Inhibitory effect of caveolin-1 on endoplasmic reticulum stress-induced apoptosis in macrophages via p38 MAPK pathway.
- Author:
Wen YUE
1
;
Shu-Tong YAO
;
Xiao ZHOU
;
Yan-Hong SI
;
Hui SANG
;
Jia-Fu WANG
;
Zhan-Ping SHANG
Author Information
1. Pathophysiology Department, Taishan Medical College, Taian, China.

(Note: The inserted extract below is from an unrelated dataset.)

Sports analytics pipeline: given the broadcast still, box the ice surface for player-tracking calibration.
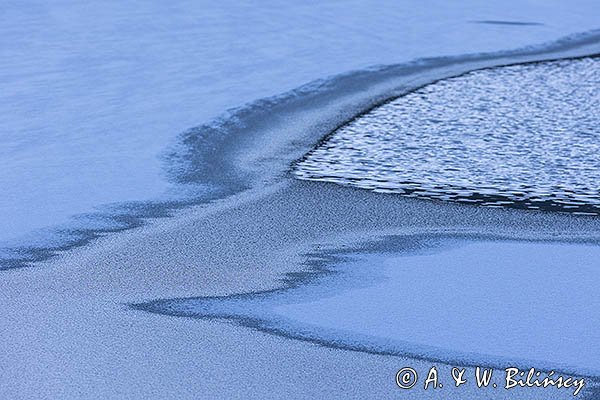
[274,241,600,374]
[295,58,600,214]
[0,0,598,262]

- Publication Type:Journal Article
- MeSH:
Animals;
Apoptosis;
drug effects;
Caveolin 1;
genetics;
metabolism;
Cell Line;
Endoplasmic Reticulum Stress;
physiology;
Filipin;
pharmacology;
MAP Kinase Signaling System;
Macrophages;
cytology;
drug effects;
Mice;
Thapsigargin;
pharmacology;
Transcription Factor CHOP;
metabolism;
p38 Mitogen-Activated Protein Kinases;
metabolism
- From:
Acta Physiologica Sinica
2012;64(2):149-154
- CountryChina
- Language:Chinese
-
Abstract:
Endoplasmic reticulum (ER) stress occurs in macrophage-rich areas of advanced atherosclerotic lesions and contributes to macrophage apoptosis and subsequent plaque necrosis. The purpose of the present study was to investigate the effects of caveolin-1 (Cav-1) on ER stress-induced apoptosis in cultured macrophages and the underlying mechanisms. RAW264.7 cells were incubated with thapsigargin (TG) to establish ER stress model. And Cav-1 expression was detected by Western blot. After being pretreated with filipin(III), a caveolae inhibitor, RAW264.7 cells were assayed with flow cytometry and confocal laser scanning microscopy to detect cell apoptosis. Moreover, p38 mitogen-activated protein kinase (MAPK) phosphorylation and C/EBP homologous protein (CHOP) expression were detected with Western blot. The results showed that Cav-1 expression was markedly increased at early stage of TG treatment (P < 0.05) and then decreased with prolonged or high dose TG treatments. The increasing of Cav-1 expression induced by TG in RAW264.7 cells was abolished under inhibition of caveolae by filipin(III) (P < 0.05). The effect of TG on apoptosis of RAW264.7 cells was further augmented after pretreatment with filipin(III) (P < 0.05). Western blotting showed that MAPK phosphorylation induced by TG was inhibited by filipin(III) in RAW264.7 cells (P < 0.05), whereas CHOP remained unchanged (P > 0.05). These results suggest that Cav-1 may play a critical role in suppressing ER stress-induced macrophages apoptosis in vitro, and one of the mechanisms may be correlated with the activation of p38 MAPK prosurvival pathway.